A mãe também contou que, ao conversar com um professor da instituição, ele lhe explicou que a gramática muda com o tempo.
— Eu concordei, mas até agora não mudou. Acho que um professor não pode pôr isso em sala de aula — diz ela.
Docente dos programa de Pós-Graduação em Psicologia e em Ciências Sociais da Pontifícia Universidade Católica do RS (PUCRS) e coordenador do Grupo de Pesquisa Preconceito, Vulnerabilidade e Processos Psicossociais, o professor Ângelo Brandelli lembra que a linguística, ciência que analisa a linguagem verbal humana, aponta que a língua é algo vivo, que se transforma conforme as culturas se modificam, e é por reconhecer essa transitoriedade que pode haver divergências da gramática normativa, que buscar reunir uma série de regras.
Para ele, é importante que uma escola reconheça as mudanças que ocorrem na sociedade, apresente as novidades e estimule debates com os alunos - como a discussão sobre o uso do "x" para dissipar demarcações de gênero.
— A língua é formada de baixo para cima, não de cima para baixo. A escola tem que estar aberta para os debates linguísticos que acontecem. Quando um professor aborda os alunos desse jeito, está mostrando ao aluno o que ele pode encontrar na internet, na TV. É fundamental que as escolas trabalhem estratégias para reconhecer as diversidades humanas, sejam elas de classe, religião, de gênero, raça — diz.
Na interpretação de Brandelli, achar que tratar da linguagem não-binária em sala de aula pode influenciar na orientação sexual dos estudantes é um equívoco. O que os movimentos sociais desejam é que as salas de aulas se transformem em espaços mais tolerantes e menos amedrontadores para quem se sente diferente:
— A escola, por cem anos, só falou em heterossexualidade, e mesmo assim alguns jovens se identificaram como LGBT. Mesmo com toda a invisibilização, o sofrimento, alguns jovens cresceram adultos LGBT. Isso demonstra que a escola não influencia nada. O que se deseja é acabar com um sofrimento desnecessário. Existem pessoas LGBT, elas já foram crianças, elas estão nas escolas, e quando a escola não trata disso, está deliberadamente sendo negligente e perpetuando uma discriminação.
Atuante na área da sociolinguística, a professora do Instituto de Letras e da Pós-Graduação em Letras da Universidade Federal do RS (UFRGS), Elisa Battisti, entende que é válido que as escolas abram espaço para discutir o lugar das minorias sociais e as demandas que elas fazem. No entanto, observa que o Volp, que reúne as expressões usadas por uma comunidade, já foi atualizado com palavras como "drive-thru" e "pandemia", mas ignora termos da linguagem não-binária - o que dificulta que esse tipo de comunicação seja de fato inserida.
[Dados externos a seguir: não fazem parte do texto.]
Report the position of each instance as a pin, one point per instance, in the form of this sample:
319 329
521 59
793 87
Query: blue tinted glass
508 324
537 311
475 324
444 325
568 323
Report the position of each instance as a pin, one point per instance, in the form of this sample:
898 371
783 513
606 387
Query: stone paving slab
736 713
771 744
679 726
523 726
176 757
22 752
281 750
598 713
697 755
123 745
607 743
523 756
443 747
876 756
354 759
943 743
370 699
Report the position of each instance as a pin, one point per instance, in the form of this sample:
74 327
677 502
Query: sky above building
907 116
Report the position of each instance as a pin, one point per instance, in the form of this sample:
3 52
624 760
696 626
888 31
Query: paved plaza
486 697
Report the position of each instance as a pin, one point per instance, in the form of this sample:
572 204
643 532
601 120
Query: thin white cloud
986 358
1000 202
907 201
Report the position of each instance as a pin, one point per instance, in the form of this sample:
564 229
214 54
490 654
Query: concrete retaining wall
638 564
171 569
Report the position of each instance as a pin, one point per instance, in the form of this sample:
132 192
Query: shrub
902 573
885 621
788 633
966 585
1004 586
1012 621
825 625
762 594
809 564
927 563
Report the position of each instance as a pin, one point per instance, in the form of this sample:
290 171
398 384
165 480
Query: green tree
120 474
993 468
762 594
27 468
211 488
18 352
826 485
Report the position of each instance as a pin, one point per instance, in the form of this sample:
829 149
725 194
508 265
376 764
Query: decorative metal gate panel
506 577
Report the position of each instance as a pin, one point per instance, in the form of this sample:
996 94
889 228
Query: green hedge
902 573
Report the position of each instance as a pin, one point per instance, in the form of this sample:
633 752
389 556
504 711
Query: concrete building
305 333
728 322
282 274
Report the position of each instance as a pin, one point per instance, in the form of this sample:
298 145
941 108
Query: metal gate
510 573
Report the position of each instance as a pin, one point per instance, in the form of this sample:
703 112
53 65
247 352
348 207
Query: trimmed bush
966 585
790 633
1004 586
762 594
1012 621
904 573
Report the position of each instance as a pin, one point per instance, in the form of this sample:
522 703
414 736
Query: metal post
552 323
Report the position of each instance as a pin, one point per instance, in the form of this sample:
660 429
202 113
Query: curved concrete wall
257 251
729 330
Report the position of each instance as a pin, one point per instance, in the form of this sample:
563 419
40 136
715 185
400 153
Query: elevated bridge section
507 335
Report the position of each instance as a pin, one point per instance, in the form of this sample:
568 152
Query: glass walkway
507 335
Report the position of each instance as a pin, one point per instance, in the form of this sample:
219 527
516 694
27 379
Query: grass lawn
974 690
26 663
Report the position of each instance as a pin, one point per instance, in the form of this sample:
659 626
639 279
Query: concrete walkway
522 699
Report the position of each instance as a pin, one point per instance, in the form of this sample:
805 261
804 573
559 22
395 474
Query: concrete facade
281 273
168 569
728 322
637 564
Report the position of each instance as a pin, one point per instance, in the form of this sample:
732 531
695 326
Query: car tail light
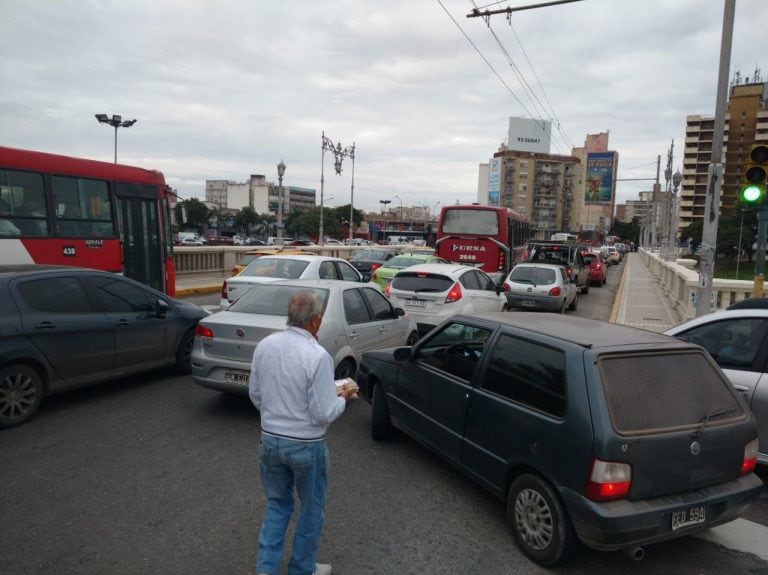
608 480
454 294
204 332
750 458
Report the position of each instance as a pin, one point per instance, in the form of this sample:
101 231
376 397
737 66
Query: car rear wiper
704 421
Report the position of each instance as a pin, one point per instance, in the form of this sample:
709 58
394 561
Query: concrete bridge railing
679 283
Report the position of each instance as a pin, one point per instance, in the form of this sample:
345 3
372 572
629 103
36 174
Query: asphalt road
155 475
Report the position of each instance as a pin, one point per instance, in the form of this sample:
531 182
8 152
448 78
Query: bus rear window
460 221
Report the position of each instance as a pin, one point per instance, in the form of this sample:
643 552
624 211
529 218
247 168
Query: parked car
273 268
540 287
592 432
66 327
598 271
433 292
566 254
736 340
251 255
384 274
367 260
356 318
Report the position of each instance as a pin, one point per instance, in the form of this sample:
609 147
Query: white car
273 268
356 318
433 292
533 286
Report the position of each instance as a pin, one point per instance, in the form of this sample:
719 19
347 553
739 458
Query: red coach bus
489 237
72 211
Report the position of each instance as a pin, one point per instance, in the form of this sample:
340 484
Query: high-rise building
746 124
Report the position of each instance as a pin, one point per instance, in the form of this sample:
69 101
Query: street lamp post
280 173
116 122
338 155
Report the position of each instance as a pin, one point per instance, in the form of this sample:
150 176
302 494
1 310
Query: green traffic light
752 194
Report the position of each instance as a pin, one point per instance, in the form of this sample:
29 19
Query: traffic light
753 183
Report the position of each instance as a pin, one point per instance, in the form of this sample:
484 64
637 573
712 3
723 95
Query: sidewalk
639 303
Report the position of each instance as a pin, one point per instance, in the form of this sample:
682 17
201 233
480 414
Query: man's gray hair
302 307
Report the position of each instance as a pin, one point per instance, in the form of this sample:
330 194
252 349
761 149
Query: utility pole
715 170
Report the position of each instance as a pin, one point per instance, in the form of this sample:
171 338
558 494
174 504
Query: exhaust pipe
636 553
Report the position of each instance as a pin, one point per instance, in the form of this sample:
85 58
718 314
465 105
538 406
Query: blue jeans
286 464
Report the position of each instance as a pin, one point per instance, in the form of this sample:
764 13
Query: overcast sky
224 89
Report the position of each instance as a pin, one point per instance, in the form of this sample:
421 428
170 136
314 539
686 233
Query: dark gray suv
66 327
593 432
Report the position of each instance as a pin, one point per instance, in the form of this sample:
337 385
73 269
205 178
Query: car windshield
534 275
272 298
275 268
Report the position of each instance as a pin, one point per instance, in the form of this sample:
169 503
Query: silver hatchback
540 287
357 318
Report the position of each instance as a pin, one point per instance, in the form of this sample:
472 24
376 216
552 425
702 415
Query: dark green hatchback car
592 432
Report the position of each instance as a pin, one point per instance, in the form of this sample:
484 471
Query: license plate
688 517
237 376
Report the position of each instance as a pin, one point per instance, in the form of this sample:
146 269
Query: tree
197 214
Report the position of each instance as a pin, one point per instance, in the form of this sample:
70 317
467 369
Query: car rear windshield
272 298
275 268
421 282
648 393
533 275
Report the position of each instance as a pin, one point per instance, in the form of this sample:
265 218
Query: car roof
588 333
716 316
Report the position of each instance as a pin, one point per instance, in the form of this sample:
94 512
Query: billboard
600 181
527 135
494 181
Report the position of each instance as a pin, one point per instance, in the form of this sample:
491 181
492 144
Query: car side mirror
161 308
402 353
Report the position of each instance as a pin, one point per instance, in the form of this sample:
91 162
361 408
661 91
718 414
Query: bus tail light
750 458
454 294
608 480
204 332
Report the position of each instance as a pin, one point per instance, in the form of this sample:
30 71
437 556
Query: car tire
381 427
184 353
21 391
345 369
540 525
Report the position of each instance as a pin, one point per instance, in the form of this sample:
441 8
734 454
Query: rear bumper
621 524
532 303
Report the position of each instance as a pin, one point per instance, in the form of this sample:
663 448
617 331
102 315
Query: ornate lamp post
280 173
338 155
116 122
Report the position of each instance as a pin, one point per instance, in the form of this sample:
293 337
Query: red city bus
489 237
72 211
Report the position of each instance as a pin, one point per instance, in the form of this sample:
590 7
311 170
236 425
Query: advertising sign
494 179
527 135
600 181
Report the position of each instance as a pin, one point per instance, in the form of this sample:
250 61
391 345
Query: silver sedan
357 318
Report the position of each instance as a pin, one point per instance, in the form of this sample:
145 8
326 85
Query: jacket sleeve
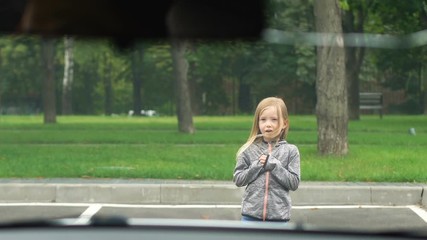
288 176
246 171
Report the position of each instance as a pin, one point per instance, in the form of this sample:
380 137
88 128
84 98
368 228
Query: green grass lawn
380 150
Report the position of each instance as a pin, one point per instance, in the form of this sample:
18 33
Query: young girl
268 165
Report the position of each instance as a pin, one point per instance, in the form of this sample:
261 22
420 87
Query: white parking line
420 212
92 209
85 217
— Qualquer tentativa de se aproximar de uma linguagem inclusiva parece mais um exercício de efeito estético do que uma comunicação. Esse professor que enviou material chamando os alunos de "alunes" não pode ser condenado por estar dando um trabalho de conscientização sobre minorias. Por outro lado, é necessário conversar com os pais, preparar a comunidade — considera.
Para a professora, é importante que uma escola, ao avançar em direção a um tema que pode ser considerado polêmico, deve, antes de tudo, sentar para ouvir os pais e os familiares, muitas vezes apartados de discussões levantadas pela academia e pelos movimentos sociais.
— Temos que entender essa mãe: ela nunca viu isso, nunca esteve presente nesses debates sobre linguagem neutra, e como o vocabulário da língua portuguesa não reconhece essas expressões, ela está no direito de dizer que não existe. Resumindo bem, existe por parte desses grupos uma luta por direitos, mas isso não está normatizado. O emprego desses termos na escola por um professor é um ato corajoso, reconheço, mas o professor e a escola precisam conversar com a comunidade, não só com os alunos, para ouvir e explicar os propósitos. Se a comunidade entender que não, a escola também tem de ouvir. Escola não é para massacrar. Já basta a norma padrão — observa Elisa.